Retailers play along. Supermarkets reject huge quantities of produce before it ever reaches shelves. Entire crops of oddly shaped potatoes, curiously knobbled parsnips, and apples with surface-level scarring are deemed unworthy. The logic is simple: if it doesn’t look perfect, it won’t sell.

But what if it did?

Ugly But Edible: A Rebrand in the Making

A growing number of companies are trying to turn the tide, offering “imperfect” produce at reduced prices. Some go so far as to market these dishevelled vegetables as heroes of the food waste movement. The knobbier the carrot, the more righteous the purchase.

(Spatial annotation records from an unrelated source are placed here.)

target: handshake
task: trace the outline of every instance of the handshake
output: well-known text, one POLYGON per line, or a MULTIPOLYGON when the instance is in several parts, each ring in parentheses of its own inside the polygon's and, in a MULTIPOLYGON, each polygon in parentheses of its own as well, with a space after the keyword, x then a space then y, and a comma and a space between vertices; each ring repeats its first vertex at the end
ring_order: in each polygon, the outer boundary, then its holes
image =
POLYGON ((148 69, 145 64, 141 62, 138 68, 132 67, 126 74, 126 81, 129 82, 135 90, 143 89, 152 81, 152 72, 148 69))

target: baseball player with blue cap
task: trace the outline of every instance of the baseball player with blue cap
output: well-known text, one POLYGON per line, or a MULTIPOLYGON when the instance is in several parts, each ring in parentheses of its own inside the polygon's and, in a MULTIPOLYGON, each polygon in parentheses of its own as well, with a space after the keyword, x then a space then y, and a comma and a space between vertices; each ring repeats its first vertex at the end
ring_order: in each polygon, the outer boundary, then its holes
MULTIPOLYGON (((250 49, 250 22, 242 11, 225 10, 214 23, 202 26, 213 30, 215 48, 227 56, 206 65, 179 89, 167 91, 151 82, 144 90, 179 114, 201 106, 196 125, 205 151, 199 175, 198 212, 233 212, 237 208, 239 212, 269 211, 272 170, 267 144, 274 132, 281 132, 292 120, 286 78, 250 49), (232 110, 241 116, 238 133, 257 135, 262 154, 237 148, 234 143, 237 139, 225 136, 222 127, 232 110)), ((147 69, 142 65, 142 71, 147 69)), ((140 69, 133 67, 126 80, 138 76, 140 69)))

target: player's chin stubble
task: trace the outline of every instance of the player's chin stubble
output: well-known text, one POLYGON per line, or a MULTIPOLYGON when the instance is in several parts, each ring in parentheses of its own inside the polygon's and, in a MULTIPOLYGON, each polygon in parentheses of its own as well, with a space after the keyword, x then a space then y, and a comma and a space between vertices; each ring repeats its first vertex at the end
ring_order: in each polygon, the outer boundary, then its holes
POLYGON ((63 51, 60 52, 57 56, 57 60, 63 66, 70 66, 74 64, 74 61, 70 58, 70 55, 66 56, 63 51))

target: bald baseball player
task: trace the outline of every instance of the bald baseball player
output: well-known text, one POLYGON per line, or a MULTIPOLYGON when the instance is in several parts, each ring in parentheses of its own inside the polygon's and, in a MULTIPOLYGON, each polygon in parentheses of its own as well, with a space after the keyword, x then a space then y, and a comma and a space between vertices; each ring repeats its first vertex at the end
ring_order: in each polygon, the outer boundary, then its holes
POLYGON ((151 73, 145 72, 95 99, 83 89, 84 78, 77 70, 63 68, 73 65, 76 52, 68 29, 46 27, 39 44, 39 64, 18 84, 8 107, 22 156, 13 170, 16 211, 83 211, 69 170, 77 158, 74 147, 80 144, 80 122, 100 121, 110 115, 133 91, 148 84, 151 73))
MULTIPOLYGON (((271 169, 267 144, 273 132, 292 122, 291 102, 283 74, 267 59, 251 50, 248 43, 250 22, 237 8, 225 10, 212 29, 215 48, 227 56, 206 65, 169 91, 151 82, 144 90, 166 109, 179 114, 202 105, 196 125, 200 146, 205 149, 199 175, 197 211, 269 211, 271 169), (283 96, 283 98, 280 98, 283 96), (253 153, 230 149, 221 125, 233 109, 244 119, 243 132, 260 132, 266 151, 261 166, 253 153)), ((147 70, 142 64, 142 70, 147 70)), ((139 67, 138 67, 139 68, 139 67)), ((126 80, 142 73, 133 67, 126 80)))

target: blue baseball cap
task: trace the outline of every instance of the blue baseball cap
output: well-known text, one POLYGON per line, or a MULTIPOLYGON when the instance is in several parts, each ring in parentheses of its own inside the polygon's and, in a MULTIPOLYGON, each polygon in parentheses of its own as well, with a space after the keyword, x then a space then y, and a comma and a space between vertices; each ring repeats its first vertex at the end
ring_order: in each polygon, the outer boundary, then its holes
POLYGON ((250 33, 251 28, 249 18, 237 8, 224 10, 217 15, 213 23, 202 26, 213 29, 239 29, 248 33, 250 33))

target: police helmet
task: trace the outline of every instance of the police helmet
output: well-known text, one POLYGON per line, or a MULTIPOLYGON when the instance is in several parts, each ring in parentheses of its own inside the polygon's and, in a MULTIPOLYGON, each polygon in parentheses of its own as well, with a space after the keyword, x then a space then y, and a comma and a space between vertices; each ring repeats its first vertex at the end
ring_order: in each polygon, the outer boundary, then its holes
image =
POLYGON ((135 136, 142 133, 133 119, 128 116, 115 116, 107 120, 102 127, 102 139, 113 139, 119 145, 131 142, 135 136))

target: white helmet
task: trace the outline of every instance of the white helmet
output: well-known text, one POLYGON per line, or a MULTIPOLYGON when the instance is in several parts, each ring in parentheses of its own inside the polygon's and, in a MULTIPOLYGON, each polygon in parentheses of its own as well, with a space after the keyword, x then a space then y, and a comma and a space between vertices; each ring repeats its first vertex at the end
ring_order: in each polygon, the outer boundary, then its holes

And here’s the twist: they taste exactly the same. In blind tests, no one can tell the difference between a straight cucumber and one with a dramatic bend, apart from the bent one having marginally more personality. An apple with a blemish is still an apple. A misshapen pepper is still a pepper. They do not lose nutritional value the moment they deviate from the script.

In short, they are not defective. They are just victims of the wrong criteria.

Consumer Power: The Real Game Changer

The food industry is famously resistant to change, unless that change sells. The good news is that consumer behaviour can drive it. If more people bought the “ugly” produce, more of it would end up on shelves. If shoppers demanded an end to wasteful cosmetic standards, retailers would be forced to reconsider their policies. And if people stopped flinching at the sight of a curved banana, we might just start turning the tide.

The simplest way to fight food waste? Buy the imperfect apple. Choose the carrot with character. Accept that vegetables, like people, come in all shapes and sizes; and that beauty, especially when it comes to food, is vastly overrated.

At Home: Lowering the Bar for Perfection

The obsession doesn’t end at the checkout. In kitchens across the world, the same superficial judgments are made. A lettuce that’s a bit wilted? Straight to the bin. A banana with a few spots? Past its prime. A tomato with a soft patch? Don’t even look at it.

But here’s a thought: what if “not perfect” was still good enough?

Most food that gets thrown away in households isn’t inedible, it’s just imperfect. Learning to spot the difference is the first step in reducing waste. That slightly soft lettuce can be revived in a cold water bath. The overripe banana makes an excellent cake. The wrinkled tomato works perfectly in a sauce.

Perfection is not a requirement for taste. In many cases, it’s actively irrelevant.

From Cosmetic Waste to Conscious Choice

The global food system is buckling under the weight of its own absurdities. On one hand, we overproduce food, only to discard a third of it. On the other, we spend millions trying to “solve” hunger. The missing piece isn’t more food, it’s less waste.

And that starts with loosening our grip on the illusion of perfect produce. It starts with rejecting the idea that food must look a certain way to be good. It starts, oddly enough, with choosing the uglier option.

Because if a bent carrot can be a quiet act of rebellion, then perhaps there’s hope for us all.